Bewildered by the many policy changes and litigation efforts surrounding public charge? Unsure if you’re prepared to counsel and advise clients on how public charge could impact their ability to get a family-based green card or visa to enter the United States? Join us for this FREE webinar as we discuss the challenges our immigrant clients are currently facing around public benefits and immigration status, and strategies to help clients overcome public charge concerns at various administrative agencies. This webinar will review the latest developments in public charge policy and regulations under the Trump administration. We will cover the public charge grounds of inadmissibility and deportability in detail, offering tools to evaluate your clients’ cases and prepare strong cases on their behalf.

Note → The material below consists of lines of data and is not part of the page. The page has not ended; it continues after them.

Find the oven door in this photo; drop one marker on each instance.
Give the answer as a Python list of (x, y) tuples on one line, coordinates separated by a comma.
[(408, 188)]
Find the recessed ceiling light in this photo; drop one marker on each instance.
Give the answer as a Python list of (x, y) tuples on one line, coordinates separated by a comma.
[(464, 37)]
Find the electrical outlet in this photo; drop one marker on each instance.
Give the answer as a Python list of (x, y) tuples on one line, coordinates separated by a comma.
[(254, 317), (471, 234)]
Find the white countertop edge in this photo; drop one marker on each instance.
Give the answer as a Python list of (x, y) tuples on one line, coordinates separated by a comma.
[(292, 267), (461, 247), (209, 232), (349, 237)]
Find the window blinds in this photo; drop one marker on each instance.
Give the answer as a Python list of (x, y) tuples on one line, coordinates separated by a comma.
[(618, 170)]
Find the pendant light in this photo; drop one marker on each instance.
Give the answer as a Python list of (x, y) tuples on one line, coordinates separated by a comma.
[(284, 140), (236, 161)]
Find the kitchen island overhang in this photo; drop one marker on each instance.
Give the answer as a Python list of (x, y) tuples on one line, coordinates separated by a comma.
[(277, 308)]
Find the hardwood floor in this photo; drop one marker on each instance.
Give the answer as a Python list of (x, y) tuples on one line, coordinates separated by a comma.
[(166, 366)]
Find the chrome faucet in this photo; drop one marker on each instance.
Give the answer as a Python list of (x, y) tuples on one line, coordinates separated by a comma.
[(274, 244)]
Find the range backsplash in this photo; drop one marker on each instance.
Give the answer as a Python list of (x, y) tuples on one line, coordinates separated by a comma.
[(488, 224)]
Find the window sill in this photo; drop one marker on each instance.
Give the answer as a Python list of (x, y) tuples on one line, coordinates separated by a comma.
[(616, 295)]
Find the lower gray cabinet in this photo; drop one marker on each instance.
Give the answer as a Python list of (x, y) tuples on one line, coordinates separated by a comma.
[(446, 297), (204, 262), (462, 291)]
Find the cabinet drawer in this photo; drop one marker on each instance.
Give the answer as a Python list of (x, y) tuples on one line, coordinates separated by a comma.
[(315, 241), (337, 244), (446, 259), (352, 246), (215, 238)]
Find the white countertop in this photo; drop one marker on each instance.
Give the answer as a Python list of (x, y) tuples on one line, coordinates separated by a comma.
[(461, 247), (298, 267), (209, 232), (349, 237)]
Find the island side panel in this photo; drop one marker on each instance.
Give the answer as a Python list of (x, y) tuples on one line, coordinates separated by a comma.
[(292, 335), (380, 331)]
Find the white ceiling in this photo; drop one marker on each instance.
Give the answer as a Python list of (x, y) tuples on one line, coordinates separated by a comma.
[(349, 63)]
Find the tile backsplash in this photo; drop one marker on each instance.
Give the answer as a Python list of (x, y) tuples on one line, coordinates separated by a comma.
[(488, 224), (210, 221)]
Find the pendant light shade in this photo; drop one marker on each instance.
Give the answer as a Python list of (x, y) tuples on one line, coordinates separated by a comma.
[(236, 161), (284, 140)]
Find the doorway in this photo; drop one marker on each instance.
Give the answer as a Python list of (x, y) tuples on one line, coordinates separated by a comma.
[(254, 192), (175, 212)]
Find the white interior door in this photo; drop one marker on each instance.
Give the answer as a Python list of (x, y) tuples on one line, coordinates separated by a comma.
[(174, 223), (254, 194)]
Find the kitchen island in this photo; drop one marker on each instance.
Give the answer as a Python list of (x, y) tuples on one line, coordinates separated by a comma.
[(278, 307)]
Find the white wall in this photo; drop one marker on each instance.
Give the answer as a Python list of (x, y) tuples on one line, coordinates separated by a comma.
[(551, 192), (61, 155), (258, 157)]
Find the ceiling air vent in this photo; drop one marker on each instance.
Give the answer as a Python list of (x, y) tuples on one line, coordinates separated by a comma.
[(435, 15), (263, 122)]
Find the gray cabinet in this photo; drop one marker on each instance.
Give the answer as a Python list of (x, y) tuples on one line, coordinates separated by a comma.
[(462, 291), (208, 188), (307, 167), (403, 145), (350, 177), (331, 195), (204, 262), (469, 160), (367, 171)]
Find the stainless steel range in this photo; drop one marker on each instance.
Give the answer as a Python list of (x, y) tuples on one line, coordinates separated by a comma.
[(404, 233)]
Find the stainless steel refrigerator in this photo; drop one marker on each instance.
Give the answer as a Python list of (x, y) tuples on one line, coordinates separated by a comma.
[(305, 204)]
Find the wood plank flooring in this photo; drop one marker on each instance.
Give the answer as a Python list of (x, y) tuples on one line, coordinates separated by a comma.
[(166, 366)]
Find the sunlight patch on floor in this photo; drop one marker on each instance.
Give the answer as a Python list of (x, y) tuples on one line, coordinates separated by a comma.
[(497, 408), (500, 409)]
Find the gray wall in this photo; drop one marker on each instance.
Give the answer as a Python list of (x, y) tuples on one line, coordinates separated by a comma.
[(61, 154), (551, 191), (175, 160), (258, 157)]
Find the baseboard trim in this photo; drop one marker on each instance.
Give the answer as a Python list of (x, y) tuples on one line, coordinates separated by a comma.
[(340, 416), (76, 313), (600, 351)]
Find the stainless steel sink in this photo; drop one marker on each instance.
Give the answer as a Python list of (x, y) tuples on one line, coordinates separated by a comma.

Ariel Brown joined the ILRC in April 2017. After five years in private practice at a well-respected immigration firm in Sacramento, Schoenleber & Waltermire, PC, Ariel brings extensive practical experience to the ILRC. She has experience filing numerous immigration applications and regularly appearing before USCIS, ICE, and EOIR, with cases spanning the areas of removal defense, family-based adjustment of status and consular processing, DACA, naturalization, SIJS, U visas, and VAWA. She was also involved in establishing Sacramento’s rapid response network to respond to immigration enforcement action, and served as an American Immigration Lawyers Association (AILA)-USCIS liaison.
Ariel contributes to the ILRC’s Attorney of the Day legal technical assistance program, as well as writing and updating practice advisories and manuals and presenting on family-based topics for ILRC webinars.

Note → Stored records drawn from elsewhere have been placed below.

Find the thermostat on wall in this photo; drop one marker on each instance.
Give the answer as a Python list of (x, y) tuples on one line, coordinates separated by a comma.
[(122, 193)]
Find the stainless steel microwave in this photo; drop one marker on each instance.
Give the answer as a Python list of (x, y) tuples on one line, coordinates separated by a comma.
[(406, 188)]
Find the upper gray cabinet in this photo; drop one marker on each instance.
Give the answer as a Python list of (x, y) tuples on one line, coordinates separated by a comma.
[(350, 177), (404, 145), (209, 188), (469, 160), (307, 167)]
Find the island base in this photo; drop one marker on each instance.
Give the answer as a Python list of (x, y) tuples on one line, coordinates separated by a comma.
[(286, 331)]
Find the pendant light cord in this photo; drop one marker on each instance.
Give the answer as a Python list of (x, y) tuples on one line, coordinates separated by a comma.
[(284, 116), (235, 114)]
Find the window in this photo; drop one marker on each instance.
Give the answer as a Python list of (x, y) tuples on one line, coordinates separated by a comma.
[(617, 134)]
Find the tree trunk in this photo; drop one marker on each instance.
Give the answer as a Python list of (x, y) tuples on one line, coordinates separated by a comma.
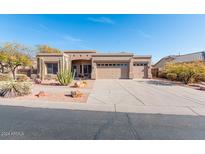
[(14, 74)]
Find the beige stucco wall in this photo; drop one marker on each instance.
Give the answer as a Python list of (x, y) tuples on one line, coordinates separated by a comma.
[(65, 61)]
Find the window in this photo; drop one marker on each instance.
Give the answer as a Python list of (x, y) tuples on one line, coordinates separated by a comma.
[(52, 68), (87, 69), (141, 64)]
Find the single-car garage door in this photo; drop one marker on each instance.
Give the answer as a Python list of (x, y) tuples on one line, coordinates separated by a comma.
[(140, 70), (112, 70)]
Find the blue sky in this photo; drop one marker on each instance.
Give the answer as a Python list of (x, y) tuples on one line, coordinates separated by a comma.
[(156, 35)]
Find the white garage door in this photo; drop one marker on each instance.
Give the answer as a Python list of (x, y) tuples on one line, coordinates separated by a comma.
[(112, 71)]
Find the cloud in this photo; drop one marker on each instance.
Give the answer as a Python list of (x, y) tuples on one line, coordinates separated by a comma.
[(44, 27), (71, 39), (102, 20), (143, 34)]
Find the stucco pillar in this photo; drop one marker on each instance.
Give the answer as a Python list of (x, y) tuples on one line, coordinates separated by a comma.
[(131, 69), (60, 65), (149, 71), (94, 70), (42, 68)]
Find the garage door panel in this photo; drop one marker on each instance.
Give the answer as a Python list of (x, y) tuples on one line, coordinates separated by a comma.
[(140, 72), (112, 72)]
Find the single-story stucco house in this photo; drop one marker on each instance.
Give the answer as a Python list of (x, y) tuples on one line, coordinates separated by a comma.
[(93, 65)]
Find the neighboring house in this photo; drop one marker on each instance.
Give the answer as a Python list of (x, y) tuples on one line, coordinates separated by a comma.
[(89, 64), (197, 56)]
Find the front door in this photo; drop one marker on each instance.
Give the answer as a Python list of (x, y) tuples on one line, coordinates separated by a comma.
[(86, 70)]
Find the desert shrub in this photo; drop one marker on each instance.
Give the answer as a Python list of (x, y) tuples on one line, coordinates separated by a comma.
[(65, 77), (5, 77), (21, 78), (187, 72), (13, 88), (162, 74), (171, 76)]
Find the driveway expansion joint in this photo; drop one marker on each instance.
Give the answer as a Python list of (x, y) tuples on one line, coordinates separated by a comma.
[(131, 94)]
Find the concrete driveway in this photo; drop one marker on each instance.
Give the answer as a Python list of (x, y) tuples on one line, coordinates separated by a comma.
[(148, 96)]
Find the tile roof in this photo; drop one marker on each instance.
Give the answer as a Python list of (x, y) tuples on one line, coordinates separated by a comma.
[(197, 56)]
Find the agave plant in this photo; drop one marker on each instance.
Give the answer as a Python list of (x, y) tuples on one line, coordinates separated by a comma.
[(65, 77), (13, 88)]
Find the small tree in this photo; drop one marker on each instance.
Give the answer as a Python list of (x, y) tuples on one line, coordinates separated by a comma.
[(13, 55), (186, 72), (3, 57), (47, 49)]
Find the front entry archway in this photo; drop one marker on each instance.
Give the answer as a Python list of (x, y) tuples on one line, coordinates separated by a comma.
[(82, 68)]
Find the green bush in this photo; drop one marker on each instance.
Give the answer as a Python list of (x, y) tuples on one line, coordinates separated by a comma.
[(21, 78), (171, 76), (13, 88), (5, 77), (65, 77), (187, 72)]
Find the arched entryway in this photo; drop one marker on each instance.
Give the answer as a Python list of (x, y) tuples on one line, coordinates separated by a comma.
[(82, 68)]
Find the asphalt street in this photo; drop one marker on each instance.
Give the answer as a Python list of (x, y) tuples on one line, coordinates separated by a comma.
[(45, 124)]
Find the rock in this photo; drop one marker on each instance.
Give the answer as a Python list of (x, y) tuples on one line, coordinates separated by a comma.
[(202, 88), (41, 94), (37, 81), (77, 84), (76, 94)]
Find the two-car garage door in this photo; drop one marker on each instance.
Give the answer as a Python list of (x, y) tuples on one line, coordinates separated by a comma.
[(112, 70)]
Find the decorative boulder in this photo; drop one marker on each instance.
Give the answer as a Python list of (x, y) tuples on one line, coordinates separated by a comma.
[(76, 94), (41, 94), (37, 81), (77, 84)]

Prior to joining the ILRC, Ariel also briefly volunteered with the International Institute of the Bay Area in Oakland, and Catholic Charities of the East Bay in Richmond. In law school, Ariel was a student advocate with the UC Davis Immigration Law Clinic, assisting with cancellation of removal cases for indigent noncitizens, and an editor for the Journal of International Law and Policy.
Ariel earned her law degree from the University of California at Davis, and her undergraduate degree from the University of California, Los Angeles, where she majored in anthropology. Ariel is admitted to the state bar in California.
Em joined the ILRC in January 2018 as a San Joaquin Valley Law Fellow. They bring more than a decade of experience working with immigrant communities throughout the country, including Iowa, Chicago, Phoenix, New York City, and areas throughout California. As a law student at UC Berkeley, Em participated in the International Human Rights Law Clinic and interned at the ACLU Immigrants’ Rights Project, Dolores Street Community Services, and East Bay Community Law Center.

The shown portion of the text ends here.